At Scarlett Harper, we specialize in South Florida Commercial Properties, providing unique insights into emerging market trends. While national sentiment around the office sector remains soft, recent polling by CoStar Market Analytics reveals a more optimistic picture in key Florida metros. This regional divergence provides a strategic edge for owners and investors operating in Miami, Fort Lauderdale, and Tampa, where office fundamentals remain notably stronger than broader market expectations suggest.
The national outlook on office remains muted. In CoStar’s Q2 2025 survey of nearly 500 commercial real estate professionals, only 10 percent of respondents described current office conditions as excellent, with another 20 percent labeling them good. Nearly half rated the sector as fair or poor. But when sentiment is broken down geographically, Florida markets tell a different story. About 70 percent of respondents in Tampa and nearly 60 percent in both Miami and Fort Lauderdale rated their local office conditions as good or excellent.
This optimism reflects real performance on the ground. While the national office vacancy rate has surpassed 14 percent, many Florida metros have maintained sub-10 percent vacancies, thanks to strong in-migration, sustained job creation, and limited new supply. This stability has insulated these markets from the larger pricing corrections seen in other regions and has allowed operators to maintain more favorable leasing conditions.
There is a clear bifurcation in the office market. Core assets in healthy economic nodes are continuing to attract interest, while legacy space in slower markets struggles to retain occupancy. The data suggests that Florida, in particular, is benefitting from this divide. Office users in finance, healthcare, and technology are still showing demand for modern, well-located space, and local market dynamics are supporting more optimistic underwriting than elsewhere in the country.

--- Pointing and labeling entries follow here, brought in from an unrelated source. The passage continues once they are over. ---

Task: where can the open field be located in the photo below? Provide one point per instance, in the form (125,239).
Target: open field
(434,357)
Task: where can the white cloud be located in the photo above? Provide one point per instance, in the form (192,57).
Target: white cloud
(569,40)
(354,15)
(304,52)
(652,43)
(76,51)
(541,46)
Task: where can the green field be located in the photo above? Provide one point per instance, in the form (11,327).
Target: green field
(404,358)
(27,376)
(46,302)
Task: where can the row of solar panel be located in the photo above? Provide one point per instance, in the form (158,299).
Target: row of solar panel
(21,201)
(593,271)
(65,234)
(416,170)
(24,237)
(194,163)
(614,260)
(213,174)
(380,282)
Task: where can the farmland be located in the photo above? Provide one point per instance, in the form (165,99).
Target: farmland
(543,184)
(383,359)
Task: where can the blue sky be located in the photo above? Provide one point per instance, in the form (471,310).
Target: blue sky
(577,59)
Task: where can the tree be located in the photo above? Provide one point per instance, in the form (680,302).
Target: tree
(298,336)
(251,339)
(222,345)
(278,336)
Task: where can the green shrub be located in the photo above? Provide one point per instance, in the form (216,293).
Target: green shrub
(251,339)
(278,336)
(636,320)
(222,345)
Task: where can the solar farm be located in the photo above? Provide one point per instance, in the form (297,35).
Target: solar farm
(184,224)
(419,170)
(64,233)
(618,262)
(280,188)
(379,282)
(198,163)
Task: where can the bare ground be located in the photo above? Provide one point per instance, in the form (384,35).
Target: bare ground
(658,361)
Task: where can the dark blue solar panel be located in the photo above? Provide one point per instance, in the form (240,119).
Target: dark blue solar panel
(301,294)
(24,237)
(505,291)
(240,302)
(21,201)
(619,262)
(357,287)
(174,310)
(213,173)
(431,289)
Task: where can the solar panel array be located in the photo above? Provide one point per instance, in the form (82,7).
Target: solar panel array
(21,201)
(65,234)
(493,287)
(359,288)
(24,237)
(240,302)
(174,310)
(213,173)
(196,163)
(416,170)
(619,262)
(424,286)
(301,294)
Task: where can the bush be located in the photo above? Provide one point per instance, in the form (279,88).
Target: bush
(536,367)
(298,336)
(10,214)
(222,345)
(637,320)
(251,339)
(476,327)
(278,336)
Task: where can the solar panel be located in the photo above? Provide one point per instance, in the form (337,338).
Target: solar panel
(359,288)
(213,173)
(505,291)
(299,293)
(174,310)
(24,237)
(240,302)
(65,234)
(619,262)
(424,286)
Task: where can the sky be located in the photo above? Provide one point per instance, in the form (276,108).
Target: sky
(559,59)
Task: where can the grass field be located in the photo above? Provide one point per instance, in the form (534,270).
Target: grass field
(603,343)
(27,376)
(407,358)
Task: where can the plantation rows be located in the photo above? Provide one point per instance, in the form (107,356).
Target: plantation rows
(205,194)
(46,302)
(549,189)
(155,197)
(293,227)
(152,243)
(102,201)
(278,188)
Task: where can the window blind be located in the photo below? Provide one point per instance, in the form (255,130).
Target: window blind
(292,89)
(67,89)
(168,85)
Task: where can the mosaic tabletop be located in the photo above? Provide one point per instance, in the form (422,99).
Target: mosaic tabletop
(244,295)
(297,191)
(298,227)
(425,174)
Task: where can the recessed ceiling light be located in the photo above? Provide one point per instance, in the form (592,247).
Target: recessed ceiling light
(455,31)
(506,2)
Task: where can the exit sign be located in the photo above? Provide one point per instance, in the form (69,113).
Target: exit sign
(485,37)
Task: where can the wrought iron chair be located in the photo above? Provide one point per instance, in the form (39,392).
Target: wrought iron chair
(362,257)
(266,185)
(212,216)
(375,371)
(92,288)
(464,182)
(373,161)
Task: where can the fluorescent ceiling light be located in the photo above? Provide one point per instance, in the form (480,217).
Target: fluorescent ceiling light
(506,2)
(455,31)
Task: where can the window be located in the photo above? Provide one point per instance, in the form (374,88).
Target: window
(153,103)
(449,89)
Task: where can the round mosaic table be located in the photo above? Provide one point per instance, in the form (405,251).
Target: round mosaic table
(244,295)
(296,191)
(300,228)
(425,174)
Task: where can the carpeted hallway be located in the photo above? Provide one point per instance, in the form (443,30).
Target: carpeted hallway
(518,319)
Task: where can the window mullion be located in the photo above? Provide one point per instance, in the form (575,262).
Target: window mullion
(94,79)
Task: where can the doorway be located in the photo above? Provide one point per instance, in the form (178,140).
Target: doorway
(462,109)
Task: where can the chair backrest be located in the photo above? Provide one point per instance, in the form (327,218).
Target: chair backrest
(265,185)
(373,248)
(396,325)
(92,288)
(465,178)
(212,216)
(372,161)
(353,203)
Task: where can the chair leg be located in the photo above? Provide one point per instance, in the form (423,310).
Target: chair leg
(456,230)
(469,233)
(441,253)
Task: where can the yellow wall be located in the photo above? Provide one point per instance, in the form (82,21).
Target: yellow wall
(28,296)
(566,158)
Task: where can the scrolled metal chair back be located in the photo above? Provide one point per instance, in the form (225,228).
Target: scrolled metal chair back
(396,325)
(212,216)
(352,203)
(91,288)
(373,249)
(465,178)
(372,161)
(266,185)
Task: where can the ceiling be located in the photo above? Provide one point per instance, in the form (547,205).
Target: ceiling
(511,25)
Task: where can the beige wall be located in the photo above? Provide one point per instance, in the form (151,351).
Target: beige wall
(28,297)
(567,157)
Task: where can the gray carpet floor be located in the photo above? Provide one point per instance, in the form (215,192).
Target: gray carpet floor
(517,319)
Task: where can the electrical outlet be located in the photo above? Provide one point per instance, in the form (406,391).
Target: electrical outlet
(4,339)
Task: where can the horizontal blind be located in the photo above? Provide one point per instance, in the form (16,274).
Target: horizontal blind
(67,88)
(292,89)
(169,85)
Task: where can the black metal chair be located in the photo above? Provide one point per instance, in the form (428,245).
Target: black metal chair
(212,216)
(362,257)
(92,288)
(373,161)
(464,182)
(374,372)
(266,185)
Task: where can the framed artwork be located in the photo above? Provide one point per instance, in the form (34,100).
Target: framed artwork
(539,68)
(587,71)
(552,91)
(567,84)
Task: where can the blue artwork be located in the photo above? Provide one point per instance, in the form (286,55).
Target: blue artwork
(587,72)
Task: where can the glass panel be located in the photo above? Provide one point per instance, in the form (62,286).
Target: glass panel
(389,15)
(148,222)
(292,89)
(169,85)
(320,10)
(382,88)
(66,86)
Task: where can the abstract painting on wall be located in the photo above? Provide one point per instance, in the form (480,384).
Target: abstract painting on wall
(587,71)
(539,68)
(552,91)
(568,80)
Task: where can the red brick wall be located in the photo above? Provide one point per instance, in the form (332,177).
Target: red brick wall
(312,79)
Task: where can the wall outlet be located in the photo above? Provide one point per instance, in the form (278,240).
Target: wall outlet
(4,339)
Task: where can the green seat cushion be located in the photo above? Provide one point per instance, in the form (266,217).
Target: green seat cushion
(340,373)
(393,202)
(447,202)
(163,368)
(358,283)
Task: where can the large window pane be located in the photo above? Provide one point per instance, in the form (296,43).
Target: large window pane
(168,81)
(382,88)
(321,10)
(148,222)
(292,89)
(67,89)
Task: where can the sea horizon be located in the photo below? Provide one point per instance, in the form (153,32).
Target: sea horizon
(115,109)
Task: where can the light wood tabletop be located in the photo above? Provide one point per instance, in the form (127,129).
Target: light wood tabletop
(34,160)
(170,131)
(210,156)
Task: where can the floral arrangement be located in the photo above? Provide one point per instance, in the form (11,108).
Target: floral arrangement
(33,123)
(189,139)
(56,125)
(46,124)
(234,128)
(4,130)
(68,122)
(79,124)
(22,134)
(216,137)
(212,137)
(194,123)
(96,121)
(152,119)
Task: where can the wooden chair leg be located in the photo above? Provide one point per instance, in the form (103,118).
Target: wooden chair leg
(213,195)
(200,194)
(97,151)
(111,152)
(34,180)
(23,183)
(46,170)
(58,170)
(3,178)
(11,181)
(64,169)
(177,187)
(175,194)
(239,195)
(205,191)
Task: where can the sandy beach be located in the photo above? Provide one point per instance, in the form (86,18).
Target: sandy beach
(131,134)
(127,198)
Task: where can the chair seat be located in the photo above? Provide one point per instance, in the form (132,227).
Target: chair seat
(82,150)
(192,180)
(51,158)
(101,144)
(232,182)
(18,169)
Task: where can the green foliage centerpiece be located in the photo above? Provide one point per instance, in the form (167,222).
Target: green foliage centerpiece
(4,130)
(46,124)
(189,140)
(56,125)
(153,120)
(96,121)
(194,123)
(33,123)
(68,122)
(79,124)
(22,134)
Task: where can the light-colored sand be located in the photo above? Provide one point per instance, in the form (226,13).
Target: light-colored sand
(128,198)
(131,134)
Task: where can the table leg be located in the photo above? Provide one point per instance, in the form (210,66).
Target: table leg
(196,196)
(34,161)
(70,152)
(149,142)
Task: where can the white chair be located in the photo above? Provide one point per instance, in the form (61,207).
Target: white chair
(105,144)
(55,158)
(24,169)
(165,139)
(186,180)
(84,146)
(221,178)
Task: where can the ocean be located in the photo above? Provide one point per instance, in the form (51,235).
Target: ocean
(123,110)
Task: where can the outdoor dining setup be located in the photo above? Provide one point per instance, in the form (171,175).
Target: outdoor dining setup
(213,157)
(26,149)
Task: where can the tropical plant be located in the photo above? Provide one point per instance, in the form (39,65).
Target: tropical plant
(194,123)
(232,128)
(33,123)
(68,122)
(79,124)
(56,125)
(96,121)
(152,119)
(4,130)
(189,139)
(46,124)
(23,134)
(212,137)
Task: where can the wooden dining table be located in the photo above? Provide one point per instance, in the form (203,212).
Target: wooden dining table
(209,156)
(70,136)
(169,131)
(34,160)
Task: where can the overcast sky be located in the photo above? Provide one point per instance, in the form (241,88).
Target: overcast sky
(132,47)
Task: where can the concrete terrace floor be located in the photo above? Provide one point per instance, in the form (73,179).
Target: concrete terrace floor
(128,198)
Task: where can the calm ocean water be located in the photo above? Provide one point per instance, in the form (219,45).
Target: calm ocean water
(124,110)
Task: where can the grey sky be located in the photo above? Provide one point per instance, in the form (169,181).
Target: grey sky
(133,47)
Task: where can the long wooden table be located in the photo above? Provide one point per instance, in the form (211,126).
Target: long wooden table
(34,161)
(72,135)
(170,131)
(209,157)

The CoStar survey also measured sentiment looking six months ahead. While general office sentiment remains cautious, about one-third of respondents expect some improvement across office, industrial, and retail. The multifamily sector saw the most optimism, with 36 percent anticipating much better conditions in the near term. Notably, while office was the most questioned sector today, it also had the fewest respondents expecting further deterioration, suggesting that current sentiment may have already reached a low point and could begin to recover.

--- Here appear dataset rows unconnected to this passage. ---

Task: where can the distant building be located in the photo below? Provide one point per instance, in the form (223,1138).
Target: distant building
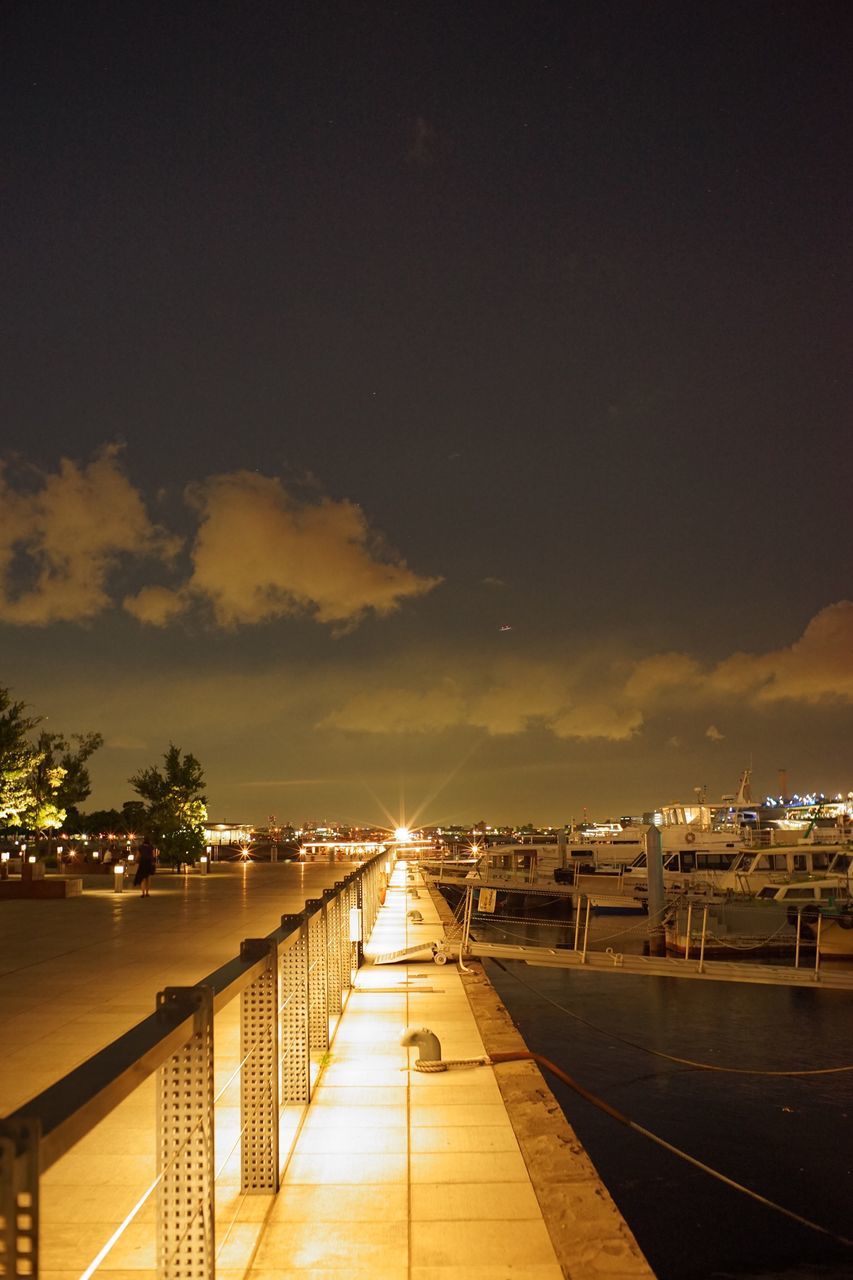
(219,833)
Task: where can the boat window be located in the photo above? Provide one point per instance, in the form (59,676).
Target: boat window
(715,862)
(771,863)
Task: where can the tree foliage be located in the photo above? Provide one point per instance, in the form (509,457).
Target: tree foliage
(174,804)
(40,781)
(18,758)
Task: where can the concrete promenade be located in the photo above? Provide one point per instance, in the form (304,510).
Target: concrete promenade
(391,1174)
(76,973)
(401,1175)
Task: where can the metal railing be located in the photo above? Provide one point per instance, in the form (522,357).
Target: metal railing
(292,987)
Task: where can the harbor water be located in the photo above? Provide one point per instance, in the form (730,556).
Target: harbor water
(788,1138)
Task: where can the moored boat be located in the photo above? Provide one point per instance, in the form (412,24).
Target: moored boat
(780,920)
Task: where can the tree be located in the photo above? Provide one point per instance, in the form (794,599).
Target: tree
(59,778)
(174,805)
(18,758)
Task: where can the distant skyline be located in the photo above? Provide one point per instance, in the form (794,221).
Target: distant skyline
(441,412)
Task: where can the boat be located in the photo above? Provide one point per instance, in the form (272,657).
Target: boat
(780,920)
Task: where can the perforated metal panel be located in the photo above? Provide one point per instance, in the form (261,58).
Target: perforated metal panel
(351,945)
(318,983)
(18,1200)
(296,1075)
(186,1147)
(259,1073)
(333,944)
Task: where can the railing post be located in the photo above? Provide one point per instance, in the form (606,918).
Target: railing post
(360,906)
(186,1143)
(19,1198)
(318,977)
(295,1005)
(351,947)
(259,1073)
(332,900)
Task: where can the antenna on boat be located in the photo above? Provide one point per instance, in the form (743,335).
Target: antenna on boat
(744,790)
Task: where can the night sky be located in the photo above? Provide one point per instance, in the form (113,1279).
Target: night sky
(430,405)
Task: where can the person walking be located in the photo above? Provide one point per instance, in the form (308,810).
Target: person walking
(145,867)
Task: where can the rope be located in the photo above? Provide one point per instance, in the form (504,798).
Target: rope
(661,1142)
(657,1052)
(429,1068)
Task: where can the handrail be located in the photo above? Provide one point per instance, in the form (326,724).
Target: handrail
(46,1127)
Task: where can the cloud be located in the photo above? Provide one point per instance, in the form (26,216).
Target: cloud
(62,536)
(816,667)
(425,147)
(511,696)
(260,553)
(602,698)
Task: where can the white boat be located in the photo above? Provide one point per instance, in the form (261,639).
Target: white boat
(780,920)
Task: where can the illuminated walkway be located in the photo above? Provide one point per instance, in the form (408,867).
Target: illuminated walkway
(401,1175)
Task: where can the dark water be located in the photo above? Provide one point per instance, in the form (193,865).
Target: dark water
(788,1138)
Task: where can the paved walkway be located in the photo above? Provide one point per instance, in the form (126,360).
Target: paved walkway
(398,1175)
(76,973)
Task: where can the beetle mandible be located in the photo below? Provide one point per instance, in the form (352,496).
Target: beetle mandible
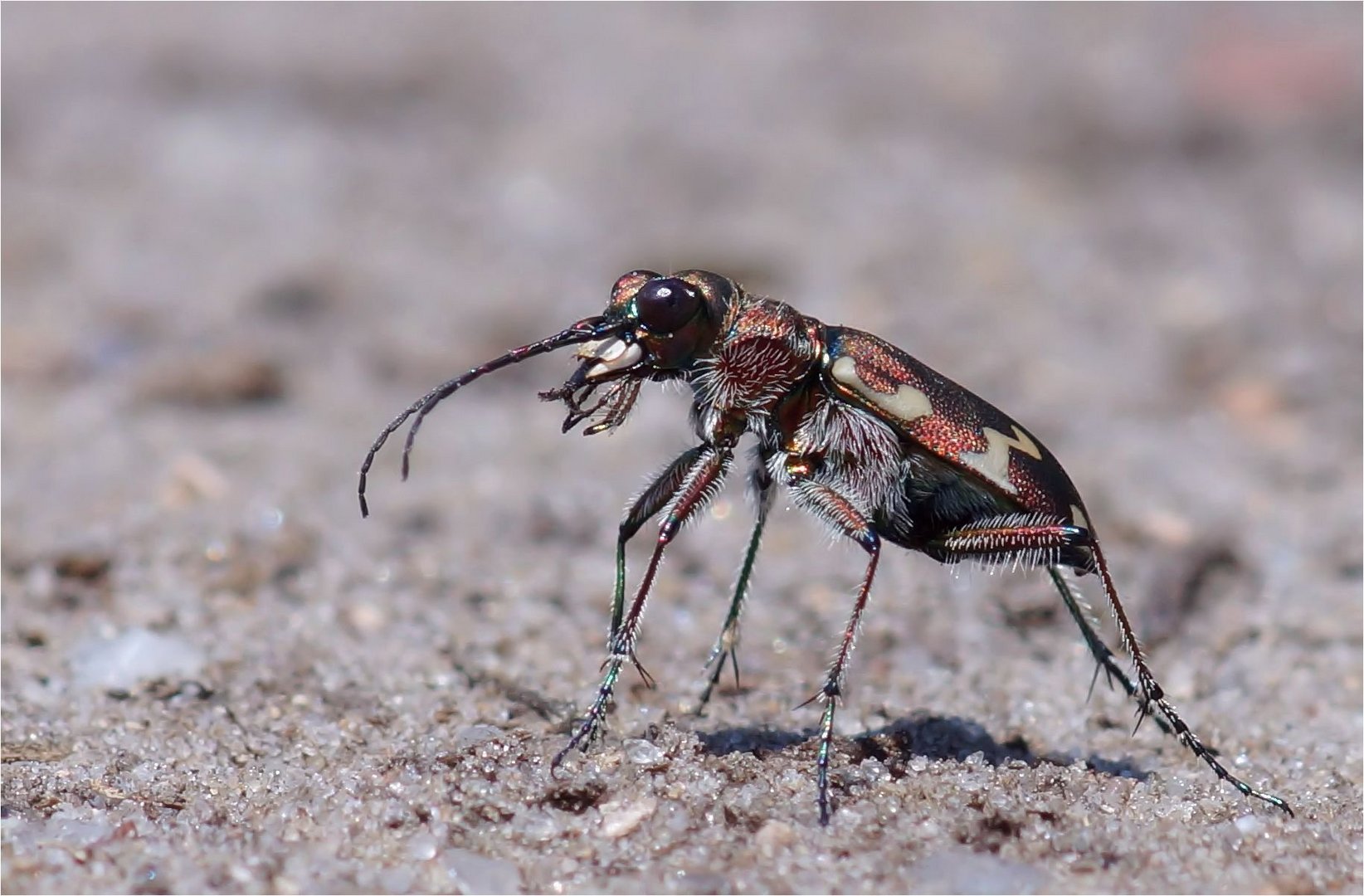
(865,436)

For property owners and asset managers in Florida, the implication is clear. Regional resilience in office leasing, combined with lower relative vacancy, creates opportunities to reposition or stabilize assets ahead of broader sentiment recovery. As national capital remains cautious, Florida continues to attract tenant activity that supports consistent cash flow and long-term value appreciation.

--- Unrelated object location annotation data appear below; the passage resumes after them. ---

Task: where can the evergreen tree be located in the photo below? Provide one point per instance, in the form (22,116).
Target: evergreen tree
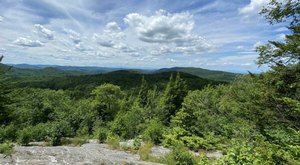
(143,93)
(4,112)
(172,98)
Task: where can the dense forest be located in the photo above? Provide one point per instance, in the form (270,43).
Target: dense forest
(253,119)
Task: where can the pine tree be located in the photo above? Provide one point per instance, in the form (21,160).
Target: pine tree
(172,98)
(143,93)
(4,112)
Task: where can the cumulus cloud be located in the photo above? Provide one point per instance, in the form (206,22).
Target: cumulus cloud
(44,31)
(112,36)
(73,35)
(257,44)
(162,27)
(26,42)
(166,28)
(253,7)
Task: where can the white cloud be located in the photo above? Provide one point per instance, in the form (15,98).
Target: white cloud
(44,31)
(253,7)
(257,44)
(74,36)
(26,42)
(111,37)
(281,36)
(237,60)
(281,29)
(162,27)
(113,26)
(172,30)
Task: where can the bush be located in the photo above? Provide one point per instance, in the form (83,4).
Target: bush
(6,149)
(25,136)
(154,131)
(101,134)
(113,141)
(144,151)
(182,156)
(59,130)
(7,133)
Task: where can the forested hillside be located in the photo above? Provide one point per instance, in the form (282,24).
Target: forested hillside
(251,120)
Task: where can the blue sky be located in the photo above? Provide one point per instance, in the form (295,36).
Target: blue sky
(212,34)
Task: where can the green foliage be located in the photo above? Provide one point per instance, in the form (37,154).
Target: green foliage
(171,99)
(101,134)
(128,124)
(8,133)
(107,100)
(288,52)
(59,130)
(6,149)
(180,156)
(153,132)
(113,141)
(144,151)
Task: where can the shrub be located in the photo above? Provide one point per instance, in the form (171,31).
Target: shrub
(144,151)
(7,133)
(6,149)
(113,141)
(59,130)
(101,134)
(182,156)
(25,136)
(154,131)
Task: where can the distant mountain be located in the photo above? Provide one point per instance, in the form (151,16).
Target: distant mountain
(204,73)
(123,78)
(48,71)
(82,69)
(55,70)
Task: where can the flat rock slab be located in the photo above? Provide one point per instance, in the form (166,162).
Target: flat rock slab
(87,154)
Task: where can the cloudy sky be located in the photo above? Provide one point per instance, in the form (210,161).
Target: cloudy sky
(212,34)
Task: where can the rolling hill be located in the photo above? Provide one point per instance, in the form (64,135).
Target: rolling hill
(204,73)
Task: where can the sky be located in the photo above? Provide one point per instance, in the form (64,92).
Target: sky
(146,34)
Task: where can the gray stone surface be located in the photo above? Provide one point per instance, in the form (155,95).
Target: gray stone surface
(87,154)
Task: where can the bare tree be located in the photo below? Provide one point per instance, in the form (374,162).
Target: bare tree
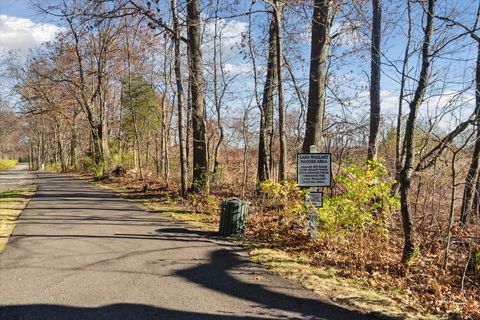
(375,67)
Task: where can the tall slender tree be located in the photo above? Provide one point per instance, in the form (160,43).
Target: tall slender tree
(375,66)
(321,25)
(410,133)
(200,152)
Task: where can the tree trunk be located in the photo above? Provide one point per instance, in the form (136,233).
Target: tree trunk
(281,104)
(375,65)
(321,23)
(180,102)
(473,171)
(265,142)
(409,138)
(399,150)
(200,162)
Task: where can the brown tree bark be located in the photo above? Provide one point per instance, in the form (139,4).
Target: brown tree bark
(473,171)
(321,24)
(375,65)
(200,162)
(278,8)
(180,102)
(409,137)
(265,143)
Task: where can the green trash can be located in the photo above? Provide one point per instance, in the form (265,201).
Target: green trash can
(233,217)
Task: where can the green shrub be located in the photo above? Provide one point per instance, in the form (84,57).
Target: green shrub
(366,202)
(286,201)
(6,164)
(89,165)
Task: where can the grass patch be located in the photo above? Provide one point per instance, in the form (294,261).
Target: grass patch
(325,281)
(329,285)
(12,204)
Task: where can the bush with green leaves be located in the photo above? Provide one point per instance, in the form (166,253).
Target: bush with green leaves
(286,201)
(6,164)
(365,203)
(89,165)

This contrast in outlook also underscores the importance of local knowledge. Real estate performance is increasingly driven by metro-level fundamentals rather than national narratives. Owners who can identify and act on hyperlocal shifts in demand, tenant preferences, and leasing velocity are best positioned to outperform the broader market.
The current sentiment divide offers strategic clarity. While national headlines may signal ongoing uncertainty in the office sector, Florida markets are quietly leading a regional rebound. For investors and property owners focused on quality, location, and thoughtful asset strategy, this moment presents an opportunity to lean into strength while others remain on pause.